«… в основе сценической теории и практики Брехта лежит «эффект очуждения» (Verfremdungseffekt), который легко перепутать с этимологически близким «отчуждением» (Entfremdung) Маркса.
Чтобы избежать путаницы, удобнее всего проиллюстрировать эффект очуждения на примере театральной постановки, где он осуществляется сразу на нескольких уровнях:
1) Фабула пьесы содержит две истории, одна из которых является параболой (аллегорией) того же текста с более глубоким или «осовремененным» смыслом; нередко Брехт берёт известные сюжеты, сталкивая «форму» и «содержание» в непримиримом конфликте.
2) Декорация не изображает, а схематично представляет тот или иной предмет или пространство.
3) Пластика информирует о сценическом персонаже и его социальном облике, его отношении к миру труда (gestus, «социальный жест»).
4) Дикция не психологизирует текст, но воссоздает его ритм и театральную фактуру.
5) В актёрской игре исполнитель не перевоплощается в персонажа пьесы, он его показывает как бы на расстоянии, дистанцируясь.
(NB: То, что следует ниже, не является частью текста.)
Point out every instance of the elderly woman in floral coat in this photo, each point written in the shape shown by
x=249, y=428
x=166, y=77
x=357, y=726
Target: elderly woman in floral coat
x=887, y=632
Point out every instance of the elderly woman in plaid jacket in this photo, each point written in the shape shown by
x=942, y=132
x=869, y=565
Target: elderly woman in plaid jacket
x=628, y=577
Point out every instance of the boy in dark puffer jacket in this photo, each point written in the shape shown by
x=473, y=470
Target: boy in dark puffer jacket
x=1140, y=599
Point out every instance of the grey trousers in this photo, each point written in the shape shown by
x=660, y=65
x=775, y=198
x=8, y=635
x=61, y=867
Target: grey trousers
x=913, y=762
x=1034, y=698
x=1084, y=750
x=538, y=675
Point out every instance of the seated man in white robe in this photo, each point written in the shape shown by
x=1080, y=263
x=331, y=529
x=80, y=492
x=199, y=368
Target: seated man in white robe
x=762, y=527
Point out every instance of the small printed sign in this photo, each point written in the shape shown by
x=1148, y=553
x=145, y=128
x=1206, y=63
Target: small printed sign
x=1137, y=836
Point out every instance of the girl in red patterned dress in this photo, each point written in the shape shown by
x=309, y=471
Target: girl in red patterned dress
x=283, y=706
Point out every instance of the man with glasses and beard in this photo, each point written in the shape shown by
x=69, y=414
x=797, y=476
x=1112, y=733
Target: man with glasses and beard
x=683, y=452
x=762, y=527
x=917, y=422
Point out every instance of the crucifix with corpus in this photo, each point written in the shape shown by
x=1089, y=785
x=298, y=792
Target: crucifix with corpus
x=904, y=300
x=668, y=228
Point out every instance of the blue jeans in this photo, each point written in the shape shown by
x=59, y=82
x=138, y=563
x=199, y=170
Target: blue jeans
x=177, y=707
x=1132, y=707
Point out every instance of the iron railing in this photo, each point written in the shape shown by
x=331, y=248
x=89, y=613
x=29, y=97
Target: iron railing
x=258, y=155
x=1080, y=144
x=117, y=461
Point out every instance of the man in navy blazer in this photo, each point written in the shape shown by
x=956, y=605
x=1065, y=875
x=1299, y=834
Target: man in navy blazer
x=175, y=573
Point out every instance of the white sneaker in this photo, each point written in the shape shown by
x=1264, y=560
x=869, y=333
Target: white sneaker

6) Отказ от деления на акты в пользу «монтажа» эпизодов и сцен и от центральной фигуры (героя), вокруг которой строилась классическая драматургия (децентрированная структура).
7) Обращения в зал, зонги, перемена декораций на виду у зрителя, введение кинохроники, титров и других «комментариев к действию» также являются приёмами, подрывающими сценическую иллюзию. Патрис Пави, Словарь театра, М., «Прогресс», 1991 г., с. 211.
По отдельности эти приёмы встречаются в древнегреческом, китайском, шекспировском, чеховском театре, не говоря уже о современных Брехту постановках Пискатора (с которым он сотрудничал), Мейерхольда, Вахтангова, Эйзенштейна (о которых он знал) и агитпропе. Новаторство Брехта заключалось в том, что он придал им систематичность, превратил в главенствующий эстетический принцип. Вообще говоря, этот принцип действителен для любого художественного саморефлексивного языка, языка, достигшего «самосознания». Применительно к театру речь идет о целенаправленном «обнажении приёма», «показе показа».
К политическим импликациям «очуждения», как и к самому термину, Брехт пришёл не сразу. Потребовалось знакомство (через посредство Карла Корша) с марксистской теорией и (через посредство Сергея Третьякова) с «остранением» русских формалистов. Но уже в начале 1920-х годов он занимает непримиримую позицию в отношении буржуазного театра, оказывающего на публику усыпляющее, гипнотическое воздействие, превращающего её в пассивный объект (в Мюнхене, где Брехт начинал, тогда как раз набирал силу национал-социализм с его кликушеством и магическими пассами в сторону Шамбалы). Такой театр он называл «кулинарией», «отраслью буржуазной торговли наркотиками».
Поиски противоядия приводят Брехта к осмыслению принципиального отличия двух типов театра, драматического (аристотелевского) и эпического.
Драматический театр стремится покорить эмоции зрителя, чтобы тот «всем существом» отдался происходящему на сцене, утратив ощущение границы между театральным действом и реальностью. Результат - очищение от аффектов (как под гипнозом), примирение (с роком, судьбой, «человеческим уделом», вечным и неизменным).
Эпический же театр, напротив, должен обращаться к аналитическим способностям зрителя, пробуждать в нём сомнение, любопытство, подталкивая к осознанию стоящих за тем или иным конфликтом исторически обусловленных общественных отношений. Результат - критический катарсис, осознание несознательности («зрительный зал должен осознать несознательность, царящую на сцене»), желание изменить ход событий (уже не на сцене, а в реальности). Искусство Брехта вбирает в себя критическую функцию, функцию метаязыка, которая обычно отводится философии, искусствознанию или критической теории, становится самокритикой искусства - средствами самого же искусства».
Скидан А., Пригов как Брехт и Уорхол в одном лице, или Голлем-советикус, , в Сб.: Неканонический классик: Дмитрий Александрович Пригов (1940-2007) / Под ред. Е. Добренко и др., М., «Новое литературное обозрение», с. 2010 г., с. 137-138.